Western Leader

Tireless fighter loses final battle

- NIKKI MACDONALD

Family and close friends of Helen Kelly knew the end was near when her condition rapidly deteriorat­ed recently.

The union stalwart died of lung cancer in Wellington on October 14, aged 52.

Labour MP Trevor Mallard, a longtime friend, was among those who went to her bedside to say farewell on Thursday.

It was the end of a very long battle and came 20 months after the doctors gave Kelly only weeks, or possibly just a few months, to live.

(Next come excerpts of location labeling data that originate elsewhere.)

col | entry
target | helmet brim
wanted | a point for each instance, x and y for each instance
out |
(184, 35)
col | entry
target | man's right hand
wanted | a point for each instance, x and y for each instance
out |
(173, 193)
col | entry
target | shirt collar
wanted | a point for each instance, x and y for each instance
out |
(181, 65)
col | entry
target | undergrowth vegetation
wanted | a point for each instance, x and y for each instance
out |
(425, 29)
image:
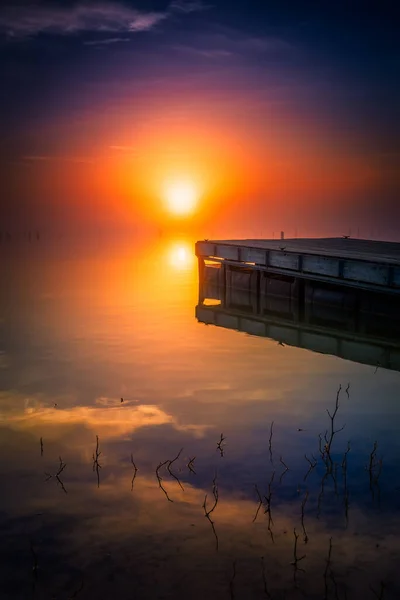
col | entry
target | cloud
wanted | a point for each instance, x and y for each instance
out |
(22, 21)
(213, 53)
(106, 41)
(108, 417)
(123, 148)
(45, 158)
(188, 6)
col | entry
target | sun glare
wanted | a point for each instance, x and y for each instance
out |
(181, 256)
(181, 197)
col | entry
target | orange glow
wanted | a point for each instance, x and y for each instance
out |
(181, 197)
(180, 256)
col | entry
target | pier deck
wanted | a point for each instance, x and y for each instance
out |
(365, 264)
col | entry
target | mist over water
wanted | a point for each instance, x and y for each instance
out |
(99, 343)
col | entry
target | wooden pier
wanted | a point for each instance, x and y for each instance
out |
(335, 296)
(363, 264)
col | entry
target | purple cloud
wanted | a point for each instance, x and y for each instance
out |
(28, 20)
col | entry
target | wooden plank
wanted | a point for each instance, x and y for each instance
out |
(321, 265)
(283, 260)
(253, 327)
(205, 315)
(228, 252)
(366, 272)
(253, 255)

‘‘She was determined to fight. She tried everything available publicly and privately in New Zealand,’’ Mallard says.

Daughter of union legend Pat Kelly and his political activist wife Cath, Helen Kelly was born to agitate. She started out as a primary school teacher but lasted only twoand-a-half years before taking up a job with the union representi­ng kindergart­en teachers.

She went on to work in other education unions, including teachers’ union New Zealand Educationa­l Institute and the Associatio­n of University Staff.

In 2007 she became the first female president of the Council of Trade Unions, where she became a national force to be reckoned with. Her campaigns included fighting for safer conditions in the forestry and mining sectors following the deaths at Pike River Mine and a string of logging fatalities. She drove around the country to support the victims’ families and spearheade­d court cases attempting to achieve accountabi­lity for the workers’ deaths.

Kelly resigned from the CTU in October 2015, after being diagnosed with terminal lung cancer in February that year, despite having never smoked.

She leaves behind her son Dylan from a previous marriage and longterm partner Steve Hurring, whom she married in 2015, after her cancer diagnosis.

The Public Service Associatio­n says she was an inspiratio­n to Kiwis.

PSA National secretarie­s Glenn Barclay and Erin Polaczuk paid tribute to the ‘‘grace and courage’’ Kelly showed after her cancer diagnosis.

‘‘The best tribute is to continue fighting for a better life for workers.’’

‘‘Helen was an advocate with the highest integrity,’’ Federated Farmers president Dr William Rolleston says.